Pre-draft measurables
| Height | Weight | Arm length | Hand span | Wingspan | 40-yard dash | 10-yard split | 20-yard split | 20-yard shuttle | Three-cone drill | Vertical jump | Broad jump | Bench press |
| 6 ft 0+3⁄4 in (1.85 m) | 233 lb (106 kg) | 32+1⁄2 in (0.83 m) | 9+1⁄4 in (0.23 m) | 6 ft 5+7⁄8 in (1.98 m) | 4.55 s | 1.53 s | 2.62 s | 4.29 s | 7.19 s | 33.0 in (0.84 m) | 10 ft 5 in (3.18 m) | 19 reps |
All values from NFL Combine/Pro Day

===New Orleans Saints===
Jackson was selected by the New Orleans Saints in the fifth round (161st overall) of the 2022 NFL draft. He was placed on injured reserve on August 9, 2022.

On August 26, 2025, Jackson was waived by the Saints as part of final roster cuts.

===Chicago Bears===
On August 27, 2025, Jackson was claimed off waivers by the Chicago Bears.

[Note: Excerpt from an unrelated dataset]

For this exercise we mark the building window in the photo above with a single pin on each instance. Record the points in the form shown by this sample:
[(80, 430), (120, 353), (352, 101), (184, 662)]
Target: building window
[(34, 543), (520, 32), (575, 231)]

Although primarily a special teams player for the 2025 season, Jackson became the Bears' starting middle linebacker for their Week 12 game against the Pittsburgh Steelers due to injuries. As the defense's play caller, he led the Bears in tackles with 15 as they won 31–28. In Week 15, Jackson recorded his first career sack and interception off the Cleveland Browns' Shedeur Sanders; he was named NFC Defensive Player of the Week, the first Bears linebacker to receive the honor since Danny Trevathan in 2018.

On March 9, 2026, Jackson re-signed with the Bears on a two-year, $7.5 million contract.

== Personal life ==
Jackson is the cousin of former NFL running back Maurice Morris.